Nikola Kucharskas Buch „Ausgestorben. Das Buch der verschwundenen Tiere“ ist ein Buch zum Anschauen. Durch die Erdgeschichte hindurch zeigt das Buch die Vielfalt an Tieren, die es auf der Erde gab. Fast schon ähnelt es einem Wimmelbild.
Neben großen Übersichtsseiten, die zumeist mehreren Tierarten gewidmet sind, gibt es auch Seiten, auf denen einzelne Tierarten wie etwa Dinosaurier in ihren unterschiedlichen Unterarten dargestellt sind. Angenehm ist, dass zu jedem Tier ein Satz zu einem besonderen Merkmal steht, so dass man nicht mit Wissen überfrachtet wird.

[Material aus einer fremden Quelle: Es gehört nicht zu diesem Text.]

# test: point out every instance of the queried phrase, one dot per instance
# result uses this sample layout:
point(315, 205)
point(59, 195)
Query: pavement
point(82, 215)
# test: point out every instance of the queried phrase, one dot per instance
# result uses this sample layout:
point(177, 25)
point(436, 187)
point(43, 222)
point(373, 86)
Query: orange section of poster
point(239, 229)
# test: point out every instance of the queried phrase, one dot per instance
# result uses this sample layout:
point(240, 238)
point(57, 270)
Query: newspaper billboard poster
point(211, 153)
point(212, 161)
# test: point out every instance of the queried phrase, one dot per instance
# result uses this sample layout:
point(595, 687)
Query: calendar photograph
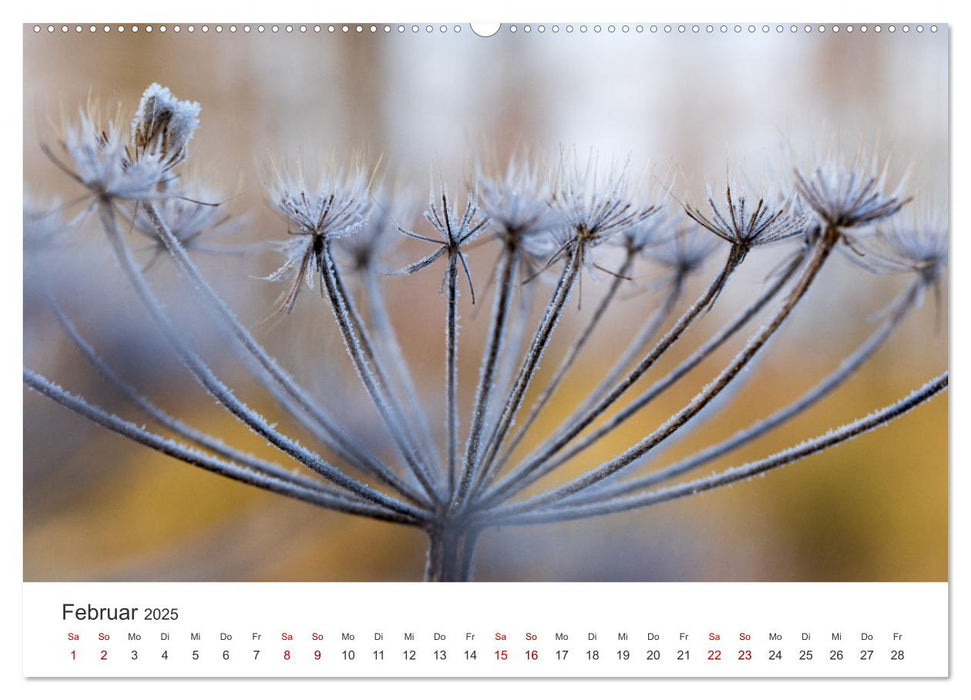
point(591, 303)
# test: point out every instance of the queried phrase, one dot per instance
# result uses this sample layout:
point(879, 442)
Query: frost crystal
point(746, 225)
point(848, 195)
point(164, 125)
point(102, 165)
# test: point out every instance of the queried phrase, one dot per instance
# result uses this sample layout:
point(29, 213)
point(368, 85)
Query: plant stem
point(195, 458)
point(508, 264)
point(898, 310)
point(829, 439)
point(534, 466)
point(570, 357)
point(222, 393)
point(451, 371)
point(821, 253)
point(531, 361)
point(323, 426)
point(360, 350)
point(451, 552)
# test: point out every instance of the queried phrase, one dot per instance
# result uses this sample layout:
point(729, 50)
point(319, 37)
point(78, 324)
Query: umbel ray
point(549, 227)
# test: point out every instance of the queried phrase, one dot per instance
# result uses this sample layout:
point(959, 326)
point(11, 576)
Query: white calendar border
point(511, 10)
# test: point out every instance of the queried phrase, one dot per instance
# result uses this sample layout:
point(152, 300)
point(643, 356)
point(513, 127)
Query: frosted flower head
point(595, 207)
point(518, 203)
point(366, 247)
point(685, 251)
point(746, 221)
point(188, 217)
point(101, 163)
point(337, 205)
point(653, 231)
point(849, 195)
point(163, 126)
point(454, 228)
point(917, 243)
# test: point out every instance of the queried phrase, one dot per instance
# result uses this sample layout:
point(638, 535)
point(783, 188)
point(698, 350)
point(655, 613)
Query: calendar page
point(515, 350)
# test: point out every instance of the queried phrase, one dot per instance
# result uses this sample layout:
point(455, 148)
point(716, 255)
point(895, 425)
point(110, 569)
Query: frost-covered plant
point(559, 225)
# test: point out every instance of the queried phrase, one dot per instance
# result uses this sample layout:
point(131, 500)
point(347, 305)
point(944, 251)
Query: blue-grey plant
point(545, 224)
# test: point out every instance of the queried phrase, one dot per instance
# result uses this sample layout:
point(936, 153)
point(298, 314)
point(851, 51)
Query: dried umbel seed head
point(748, 221)
point(195, 212)
point(916, 243)
point(163, 126)
point(595, 206)
point(338, 205)
point(518, 203)
point(850, 195)
point(101, 164)
point(653, 231)
point(685, 251)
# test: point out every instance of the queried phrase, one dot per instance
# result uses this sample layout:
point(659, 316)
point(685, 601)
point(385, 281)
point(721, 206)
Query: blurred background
point(683, 107)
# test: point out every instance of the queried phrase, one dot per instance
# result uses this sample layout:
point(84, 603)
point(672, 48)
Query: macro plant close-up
point(536, 260)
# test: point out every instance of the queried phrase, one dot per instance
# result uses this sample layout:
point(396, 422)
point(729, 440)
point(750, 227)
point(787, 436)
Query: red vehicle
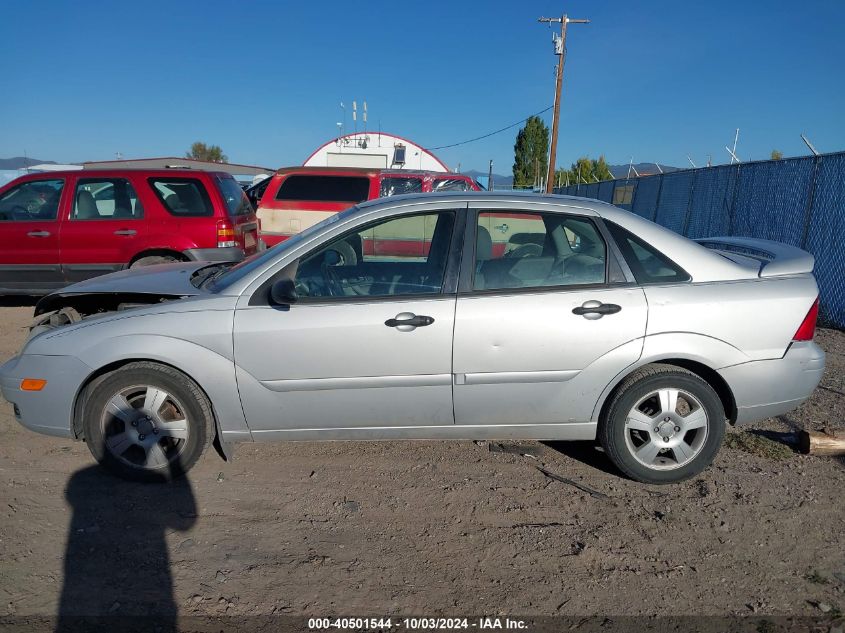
point(57, 228)
point(295, 198)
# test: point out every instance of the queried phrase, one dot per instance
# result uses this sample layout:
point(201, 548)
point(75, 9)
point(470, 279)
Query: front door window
point(32, 201)
point(401, 256)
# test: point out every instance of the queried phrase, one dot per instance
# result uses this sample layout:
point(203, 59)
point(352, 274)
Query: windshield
point(259, 260)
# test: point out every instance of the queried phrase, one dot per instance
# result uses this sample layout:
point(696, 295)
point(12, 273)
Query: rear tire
point(152, 260)
point(146, 422)
point(664, 424)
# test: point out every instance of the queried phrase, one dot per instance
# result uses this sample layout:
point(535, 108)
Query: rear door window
point(394, 186)
point(648, 264)
point(34, 200)
point(324, 188)
point(183, 197)
point(105, 199)
point(536, 250)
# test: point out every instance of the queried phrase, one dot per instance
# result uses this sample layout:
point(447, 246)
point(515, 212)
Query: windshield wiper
point(204, 274)
point(220, 269)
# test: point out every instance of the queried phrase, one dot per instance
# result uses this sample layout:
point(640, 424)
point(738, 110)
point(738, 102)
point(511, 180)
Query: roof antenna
point(809, 144)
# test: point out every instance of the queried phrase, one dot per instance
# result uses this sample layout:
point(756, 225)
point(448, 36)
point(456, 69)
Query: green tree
point(585, 170)
point(213, 153)
point(531, 153)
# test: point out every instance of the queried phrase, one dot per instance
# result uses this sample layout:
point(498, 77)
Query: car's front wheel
point(663, 425)
point(146, 422)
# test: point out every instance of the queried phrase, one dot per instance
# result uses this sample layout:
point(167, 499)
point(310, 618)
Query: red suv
point(57, 228)
point(298, 197)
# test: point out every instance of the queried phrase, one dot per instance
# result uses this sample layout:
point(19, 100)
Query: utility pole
point(560, 51)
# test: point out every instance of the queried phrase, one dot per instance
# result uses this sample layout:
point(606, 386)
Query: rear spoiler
point(775, 258)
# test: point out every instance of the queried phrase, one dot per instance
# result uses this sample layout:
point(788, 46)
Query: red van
point(295, 198)
point(57, 228)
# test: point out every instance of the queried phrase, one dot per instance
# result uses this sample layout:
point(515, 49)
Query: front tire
point(664, 424)
point(146, 422)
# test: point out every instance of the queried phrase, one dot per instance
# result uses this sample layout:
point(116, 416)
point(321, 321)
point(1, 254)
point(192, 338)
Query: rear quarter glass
point(234, 198)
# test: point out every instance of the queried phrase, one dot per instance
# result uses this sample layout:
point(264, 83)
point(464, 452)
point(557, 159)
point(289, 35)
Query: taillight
point(225, 235)
point(808, 325)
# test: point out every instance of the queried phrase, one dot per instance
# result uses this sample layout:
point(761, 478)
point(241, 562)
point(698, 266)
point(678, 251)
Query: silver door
point(540, 333)
point(368, 342)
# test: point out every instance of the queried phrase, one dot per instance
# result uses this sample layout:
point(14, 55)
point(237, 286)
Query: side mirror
point(283, 292)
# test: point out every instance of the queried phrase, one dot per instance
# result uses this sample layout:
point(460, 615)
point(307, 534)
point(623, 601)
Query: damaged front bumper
point(49, 411)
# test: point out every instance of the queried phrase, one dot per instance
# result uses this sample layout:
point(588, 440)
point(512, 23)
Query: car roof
point(87, 173)
point(368, 171)
point(517, 197)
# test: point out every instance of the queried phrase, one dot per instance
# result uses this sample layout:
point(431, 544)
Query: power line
point(478, 138)
point(560, 51)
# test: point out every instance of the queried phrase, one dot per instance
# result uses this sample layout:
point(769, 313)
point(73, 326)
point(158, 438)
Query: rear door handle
point(596, 309)
point(408, 321)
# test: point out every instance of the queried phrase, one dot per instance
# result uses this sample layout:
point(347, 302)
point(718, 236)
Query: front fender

Besonders gefallen haben mir die allgemeineren Übersichtskarten, allen voran die „Fossile Weltkarte“, bei der die verschiedenen Fossilienfunde von Dinosauriern eingezeichnet sind. Auch die unterschiedlichen Theorien, weshalb die Dinosaurier ausgestorben sind, sind fr Kinder sehr ansprechend mit Bildern auf einer Seite zusammengefasst. Zwischendurch werden auch einzelne Tiere näher beschrieben, so ist etwa dem Auerochsen eine Seite gewidmet.
Das Buch eignet sich keinesfalls dafür, es einfach durchzulesen. Man sollte es vielmehr immer wieder in die Hand nehmen, darin blättern und sich faszinieren lassen von der Vielfalt der Arten.